After all, at this point I was so drunk every night…EVERY NIGHT, that I was having blackouts, falling and busting myself open, insulting and belittling my wife, and going to school the next day to deal with the rage and fury there for 9 hours a day, all with a hangover that felt like lava was running behind my eyes. Oh, and I forgot (which is also a problem) that I didn’t REMEMBER anything that happened the night before either. The cycle continued for weeks, with continued falls and bad behavior and pushed my wife to the brink of leaving. I have two sons at home as well, a teenager and an adult son, who saw their father turn from the “happy, funny” drunk, to a real bastard who was nothing but hateful and ugly and didn’t have any idea the next day what he had done or what he had said that had hurt them.

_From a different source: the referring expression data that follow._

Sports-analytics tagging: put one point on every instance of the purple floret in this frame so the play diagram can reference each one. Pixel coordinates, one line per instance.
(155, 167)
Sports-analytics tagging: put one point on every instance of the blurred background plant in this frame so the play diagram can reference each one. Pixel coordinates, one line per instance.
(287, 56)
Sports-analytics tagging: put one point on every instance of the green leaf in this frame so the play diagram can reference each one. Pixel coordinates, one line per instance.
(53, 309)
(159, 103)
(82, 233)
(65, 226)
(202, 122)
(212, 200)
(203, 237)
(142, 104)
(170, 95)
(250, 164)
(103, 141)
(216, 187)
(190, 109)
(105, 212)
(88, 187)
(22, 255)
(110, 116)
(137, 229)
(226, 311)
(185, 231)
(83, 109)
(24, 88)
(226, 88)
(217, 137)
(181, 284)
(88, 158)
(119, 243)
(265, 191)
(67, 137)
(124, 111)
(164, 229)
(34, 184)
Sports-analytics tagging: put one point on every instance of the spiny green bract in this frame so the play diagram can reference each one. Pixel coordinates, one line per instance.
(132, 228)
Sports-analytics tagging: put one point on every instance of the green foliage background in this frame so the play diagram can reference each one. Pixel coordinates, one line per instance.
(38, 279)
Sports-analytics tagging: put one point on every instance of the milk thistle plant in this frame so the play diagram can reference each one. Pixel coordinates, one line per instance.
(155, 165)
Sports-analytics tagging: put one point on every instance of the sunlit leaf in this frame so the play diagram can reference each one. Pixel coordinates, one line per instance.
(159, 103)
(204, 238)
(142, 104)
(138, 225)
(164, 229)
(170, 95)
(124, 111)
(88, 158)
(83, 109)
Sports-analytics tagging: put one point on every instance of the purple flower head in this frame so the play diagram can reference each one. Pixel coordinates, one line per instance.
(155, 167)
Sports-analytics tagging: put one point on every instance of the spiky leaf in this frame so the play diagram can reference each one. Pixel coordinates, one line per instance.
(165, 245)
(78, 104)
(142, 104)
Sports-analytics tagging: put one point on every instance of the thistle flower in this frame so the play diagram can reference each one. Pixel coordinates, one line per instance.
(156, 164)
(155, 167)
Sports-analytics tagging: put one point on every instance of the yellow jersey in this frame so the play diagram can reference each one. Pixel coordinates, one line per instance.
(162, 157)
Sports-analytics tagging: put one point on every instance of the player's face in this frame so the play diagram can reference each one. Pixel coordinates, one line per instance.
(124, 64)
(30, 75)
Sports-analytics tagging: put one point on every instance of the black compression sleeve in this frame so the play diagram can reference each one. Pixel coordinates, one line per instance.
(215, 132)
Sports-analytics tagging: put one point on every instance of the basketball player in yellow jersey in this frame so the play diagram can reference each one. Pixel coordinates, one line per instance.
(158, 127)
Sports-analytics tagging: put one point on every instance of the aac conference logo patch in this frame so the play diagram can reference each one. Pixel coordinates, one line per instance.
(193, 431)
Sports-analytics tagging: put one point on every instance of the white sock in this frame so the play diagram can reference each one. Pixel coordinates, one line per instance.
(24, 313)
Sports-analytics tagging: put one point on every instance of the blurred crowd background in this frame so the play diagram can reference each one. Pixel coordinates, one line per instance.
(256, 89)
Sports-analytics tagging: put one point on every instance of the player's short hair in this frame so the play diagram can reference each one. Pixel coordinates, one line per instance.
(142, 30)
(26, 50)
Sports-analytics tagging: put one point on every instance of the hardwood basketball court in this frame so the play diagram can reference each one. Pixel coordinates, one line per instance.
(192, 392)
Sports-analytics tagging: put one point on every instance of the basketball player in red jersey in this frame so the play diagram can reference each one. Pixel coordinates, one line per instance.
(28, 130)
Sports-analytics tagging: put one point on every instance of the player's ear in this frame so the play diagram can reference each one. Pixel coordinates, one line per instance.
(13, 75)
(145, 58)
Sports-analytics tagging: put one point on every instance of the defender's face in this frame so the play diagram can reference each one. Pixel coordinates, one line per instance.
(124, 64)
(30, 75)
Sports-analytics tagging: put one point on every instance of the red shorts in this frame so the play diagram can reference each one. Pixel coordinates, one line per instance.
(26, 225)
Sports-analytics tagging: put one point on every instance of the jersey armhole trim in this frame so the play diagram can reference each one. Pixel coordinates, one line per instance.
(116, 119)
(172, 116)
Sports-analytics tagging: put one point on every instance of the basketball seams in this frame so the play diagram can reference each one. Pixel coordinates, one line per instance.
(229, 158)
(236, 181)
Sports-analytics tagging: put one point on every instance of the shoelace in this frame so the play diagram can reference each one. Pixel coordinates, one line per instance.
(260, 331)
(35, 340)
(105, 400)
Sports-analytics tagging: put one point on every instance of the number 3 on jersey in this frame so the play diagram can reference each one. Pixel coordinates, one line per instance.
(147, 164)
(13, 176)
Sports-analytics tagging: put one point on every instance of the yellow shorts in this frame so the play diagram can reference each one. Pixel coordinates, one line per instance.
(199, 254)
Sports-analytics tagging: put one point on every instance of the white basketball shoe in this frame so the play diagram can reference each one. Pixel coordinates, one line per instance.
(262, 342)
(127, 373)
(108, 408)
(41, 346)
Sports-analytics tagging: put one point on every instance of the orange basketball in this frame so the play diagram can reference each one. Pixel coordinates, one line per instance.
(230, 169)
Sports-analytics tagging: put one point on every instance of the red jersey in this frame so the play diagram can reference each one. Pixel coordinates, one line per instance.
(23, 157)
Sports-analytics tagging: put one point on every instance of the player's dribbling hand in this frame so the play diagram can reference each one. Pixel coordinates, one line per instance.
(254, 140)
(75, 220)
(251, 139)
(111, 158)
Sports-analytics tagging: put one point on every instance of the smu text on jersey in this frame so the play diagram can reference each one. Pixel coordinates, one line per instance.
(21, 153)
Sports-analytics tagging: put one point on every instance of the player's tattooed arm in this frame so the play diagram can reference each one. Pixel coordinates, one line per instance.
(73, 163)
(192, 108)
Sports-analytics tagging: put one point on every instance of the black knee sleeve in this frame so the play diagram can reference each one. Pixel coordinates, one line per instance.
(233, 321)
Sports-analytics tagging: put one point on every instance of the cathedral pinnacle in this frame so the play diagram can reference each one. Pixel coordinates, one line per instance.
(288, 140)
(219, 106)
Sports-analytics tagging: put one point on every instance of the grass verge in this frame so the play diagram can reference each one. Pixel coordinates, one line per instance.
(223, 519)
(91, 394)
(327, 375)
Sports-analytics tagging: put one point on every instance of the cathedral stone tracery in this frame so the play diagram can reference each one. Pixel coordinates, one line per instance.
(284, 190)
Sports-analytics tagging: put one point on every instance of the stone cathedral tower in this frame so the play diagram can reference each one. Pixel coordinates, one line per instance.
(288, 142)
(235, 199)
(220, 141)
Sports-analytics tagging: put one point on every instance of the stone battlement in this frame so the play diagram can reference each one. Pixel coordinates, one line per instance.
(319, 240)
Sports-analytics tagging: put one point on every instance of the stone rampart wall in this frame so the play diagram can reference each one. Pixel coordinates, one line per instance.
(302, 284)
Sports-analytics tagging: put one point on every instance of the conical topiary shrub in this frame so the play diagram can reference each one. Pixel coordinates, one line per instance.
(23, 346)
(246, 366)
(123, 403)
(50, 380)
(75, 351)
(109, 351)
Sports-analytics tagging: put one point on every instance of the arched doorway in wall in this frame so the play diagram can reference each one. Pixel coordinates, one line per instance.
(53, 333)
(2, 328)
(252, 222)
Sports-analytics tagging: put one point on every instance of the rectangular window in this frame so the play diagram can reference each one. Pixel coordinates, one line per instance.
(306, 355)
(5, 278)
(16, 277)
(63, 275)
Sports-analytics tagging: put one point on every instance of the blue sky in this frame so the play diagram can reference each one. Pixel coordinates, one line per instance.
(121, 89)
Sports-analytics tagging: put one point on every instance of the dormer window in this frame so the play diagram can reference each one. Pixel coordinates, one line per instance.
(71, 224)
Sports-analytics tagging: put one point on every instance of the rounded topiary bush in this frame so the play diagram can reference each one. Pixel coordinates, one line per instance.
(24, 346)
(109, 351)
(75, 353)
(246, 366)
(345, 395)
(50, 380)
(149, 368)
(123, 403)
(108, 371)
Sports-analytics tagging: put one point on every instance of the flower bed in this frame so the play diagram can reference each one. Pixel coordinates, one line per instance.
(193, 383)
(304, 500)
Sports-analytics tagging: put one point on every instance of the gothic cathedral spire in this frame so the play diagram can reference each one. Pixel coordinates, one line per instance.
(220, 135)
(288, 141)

So I said enough. I told my boss that I was going to have to get some help from my therapist and my psychiatrist and take some time and I did so. I know full well I may not have a job to return to and, quite frankly at this point, I don’t care. I’ve discovered several things during this sabbatical that have been the greatest help in my recovery:
- I have a great therapist and psychiatrist who have my back
- I can write freely for the first time ever and am pouring out poetry and prose like blood from a cut artery
- Green Apples cut into pieces and Fresca can and do take the place of Chardonnay and I’ve been dry now for a week.
- I have a family who loves me and wants me to get better
- I want to get better. For me. For the first time I am doing Self-Care and to hell with the job.
So; here we go! Today this is an introduction to a project I’m going to do in ONE day called “Unite the Seven” where i am going to tear apart the “Seven Deadly Enemies of Joe” as it were:
In ONE day, ladies and gentlemen, I’m going to individually rip these struggles apart into seven separate poems/experiences, and share them with you and the world.
For example, when I do “Mania”, it will be in REAL time….I am going to type non-stop for five minutes without ceasing the random and machine-gun thought processes I endure every day as a manic-depressive and show how the fire that runs behind my eyes and through the center of my head is like a river of creativity that, once allowed to flow, will not stop until I force it to. You’ll be able to time it yourself if you want to.
I’m going to purge myself of the lurking, creeping, controlling, monsters that have brought me here to this dumping ground and unite myself into one being; flawed yet healing….chipped but fixable; and finally honest with himself.
Hang on. It’s gonna be an interesting day. Let’s Unite The Seven.